The problem with Big Data

Big Data is a big buzzword these days. It's completely understandable why so many people in tech talk about it, even though few people completely understand it.

So, what is Big Data?

With the massive growth of data centers worldwide in the past thirty years or so, we're creating, transmitting, and storing more data than ever before.

We're well beyond terabytes, petabytes and now even exabytes. We're quickly zooming into zettabytes in global capacity and transmission. A petabyte is about a thousand terabytes, an exabyte is about a thousand petabytes, and a zettabyte is about a thousand exabytes. It's absolutely mindblowing.

If you're a visual thinker, here are some handy graphs, courtesy of the American Association for the Advancement of Science.

The global capacity to store, communicate, and compute data:

Global installed capacity

Global effective capacity to communicate data

Global capacity to broadcast data in compressed megabytes

As you can see, Big Data and its immensity include data from all kinds of sources. But when we talk about Big Data, we usually mean the data in the millions of servers around the world, both on and off of the internet. In computer science, we refer to how it's a quantity of data, both in storage and in transit, that's very difficult for our commercial and institutional computer systems to manage, curate, and analyze in an expedient fashion.

A lot of that data that we can't effectively act upon is malicious. That includes malware, and information security attacks in networks and in distributed computing clusters.
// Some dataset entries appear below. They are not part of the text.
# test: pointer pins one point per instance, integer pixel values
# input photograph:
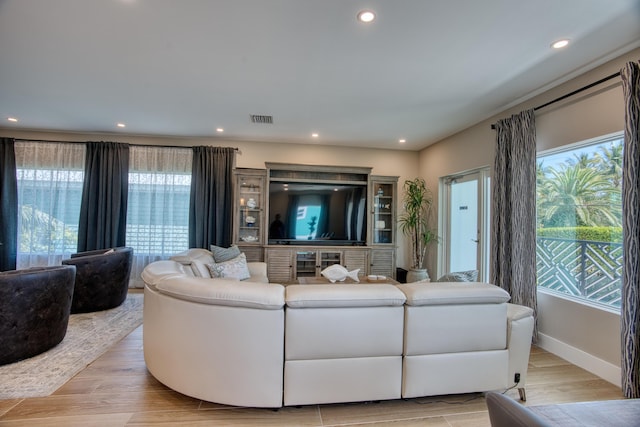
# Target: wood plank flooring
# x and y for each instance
(116, 390)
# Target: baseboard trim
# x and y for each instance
(596, 366)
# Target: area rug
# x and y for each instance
(89, 335)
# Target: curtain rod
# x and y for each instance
(575, 92)
(80, 142)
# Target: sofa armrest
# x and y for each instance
(258, 272)
(224, 292)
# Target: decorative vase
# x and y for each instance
(417, 274)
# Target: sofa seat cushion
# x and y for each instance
(224, 292)
(350, 295)
(436, 329)
(448, 293)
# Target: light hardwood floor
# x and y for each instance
(117, 390)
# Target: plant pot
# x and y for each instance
(416, 275)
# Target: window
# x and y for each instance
(158, 205)
(49, 177)
(579, 216)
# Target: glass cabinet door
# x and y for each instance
(249, 214)
(306, 263)
(383, 209)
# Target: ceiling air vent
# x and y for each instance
(257, 118)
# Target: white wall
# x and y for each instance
(254, 155)
(586, 336)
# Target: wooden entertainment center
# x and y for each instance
(358, 232)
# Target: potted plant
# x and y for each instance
(414, 223)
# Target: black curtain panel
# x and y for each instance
(103, 210)
(211, 199)
(9, 205)
(630, 310)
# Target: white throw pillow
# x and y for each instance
(221, 254)
(235, 268)
(200, 269)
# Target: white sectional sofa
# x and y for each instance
(255, 344)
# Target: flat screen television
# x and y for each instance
(317, 213)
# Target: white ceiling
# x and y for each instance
(423, 70)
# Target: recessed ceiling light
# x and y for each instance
(560, 44)
(366, 16)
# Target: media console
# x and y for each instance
(300, 219)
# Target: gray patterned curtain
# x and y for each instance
(9, 205)
(513, 205)
(103, 209)
(630, 312)
(211, 200)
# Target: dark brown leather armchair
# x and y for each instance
(34, 310)
(102, 278)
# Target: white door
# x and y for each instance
(466, 220)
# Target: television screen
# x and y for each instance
(317, 213)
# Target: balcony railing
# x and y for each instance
(581, 268)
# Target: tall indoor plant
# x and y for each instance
(414, 223)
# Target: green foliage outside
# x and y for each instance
(584, 191)
(592, 234)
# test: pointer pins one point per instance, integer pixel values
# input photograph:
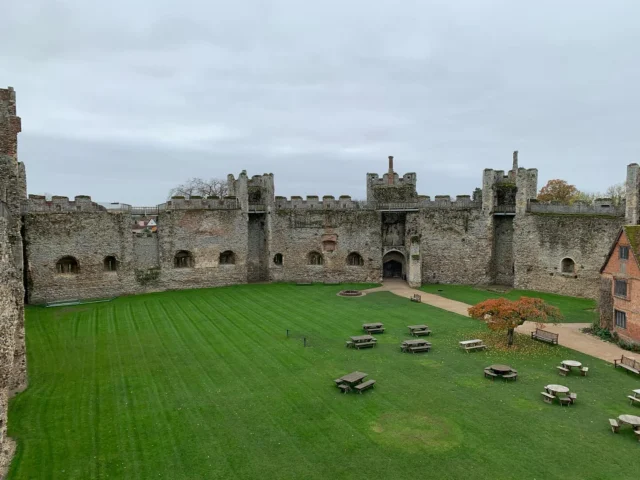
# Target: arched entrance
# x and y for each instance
(393, 265)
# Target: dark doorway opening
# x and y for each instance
(392, 269)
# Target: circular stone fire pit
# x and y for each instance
(350, 293)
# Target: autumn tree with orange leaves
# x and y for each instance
(505, 314)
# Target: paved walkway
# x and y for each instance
(570, 334)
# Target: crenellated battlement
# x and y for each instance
(601, 206)
(57, 204)
(344, 202)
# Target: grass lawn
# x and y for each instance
(575, 310)
(205, 384)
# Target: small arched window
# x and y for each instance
(568, 266)
(183, 259)
(110, 264)
(315, 258)
(67, 265)
(227, 258)
(355, 260)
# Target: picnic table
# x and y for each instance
(475, 344)
(414, 346)
(632, 420)
(557, 388)
(419, 330)
(353, 381)
(503, 371)
(373, 327)
(360, 341)
(571, 364)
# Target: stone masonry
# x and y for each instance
(13, 375)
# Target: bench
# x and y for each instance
(614, 425)
(545, 336)
(490, 374)
(363, 386)
(633, 399)
(420, 348)
(374, 330)
(547, 397)
(565, 401)
(475, 347)
(419, 333)
(628, 363)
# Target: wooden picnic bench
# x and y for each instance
(419, 348)
(489, 374)
(361, 387)
(545, 336)
(475, 344)
(628, 363)
(547, 397)
(615, 426)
Herein lies the big security problem.|

Big Data security vulnerabilities

A lot of the most popular software to manage Big Data initially wasn't designed with security in mind.

Hadoop launched in 2005. Even now in 2014, Hadoop has so many vulnerabilities that it scares me a little.

Hadoop isn't developed with much encryption implementation, nor compliance with common information security policy standards. Hadoop still has no encryption on nodes, nor the data transmitted between them. The project was originally developed just to handle publicly available data, such as the web. It does use Kerberos for authentication, but most network adminstrators and security professionals know how difficult it is to implement.

Even popular Hadoop tools such as HBase, Pig, and Hive lack security measures in their implementation.

Consider the massive number of insecure nodes in any and all Hadoop systems. Then multiply that by how widespread Hadoop is. A lot of Microsoft Azure systems use Hadoop, as do Amazon EC2/S3 services, Yahoo!, and most of the world's most popular websites, e-commerce sites, and cloud services. On November 8^th 2012, Facebook announced that they have over 100 petabytes in their Hadoop system, and it grows by about half a petabyte per day. In 2013, most than half of all Fortune 50 companies say they use Hadoop.

Chances are, you interacted with a Hadoop system today, and you didn't even know it.

One alternative to Hadoop is the open source Sector/Sphere project. Sector is a file server system, and Sphere is its processing engine.

Sector supports file transfer encryption, unlike Hadoop. It's also better designed to be integrated into secure protocols, such as Lightweight Directory Access Protocol (LDAP).

Unfortunately, its use is nowhere near as widespread as Hadoop. Hopefully, that'll change.

An even bigger issue is the very nature of Big Data. It consists of millions of servers, in countless data centers worldwide. Each is a building with all of the associated physical security vulnerabilities.

The way it's all linked together, and the speed in which it operates, results in so many software vulnerabilities and other bugs that we can barely make a dent in reporting and hardening all of them.

So, what can we do about it?

As I mentioned, when building a Big Data system, consider software that implements as many encryption and authentication measures as possible. All of the principles that pertain to hardening data centers can be extrapolated to hardening enoromous data centers, which is the easiest manifestation of Big Data to conceptualize.

Physical security is often overlooked and it mustn't be. Is there any way for unauthorized individuals to enter your server rooms?

Log everything, as much as technologically possible. Don't build any data systems until you have the hardware, software, and network infrastructure necessary to log a lot more data and events than you think you'll ever have. Use the most appropriate log analysis software for each and every system and function. But also make sure that well trained human beings check those logs on a frequent schedule – don't depend on alerts.

Hire third-party penetration testers at least once a year. Make sure they attack everything, including your people. They're the means of social engineering vulnerabilties.

When the penetration testers have thorough reports, don't overlook a single detail. Compare their findings to your network configuration and IT security policy, and make adjustments accordingly. Quite often, security hardening involves spending money on hiring more domestic IT security professionals, in addition to more hardware and networking appliances and equipment. I suspect that corporate executive stinginess to their IT departments is a Big Data vulnerability that's often overlooked. Far too often.

Big Data just keeps on getting bigger and bigger. It's almost like Moore's Law. And...it has a domino effect.

Our Big Data technology wasn't initially developed with security in mind, but we must work hard to correct that. It requires fixing what we have now, and constantly monitoring and fixing systems as they grow. Vigilance is a must. However overwhelming the international effort may be, if we set our minds to it, we can do it!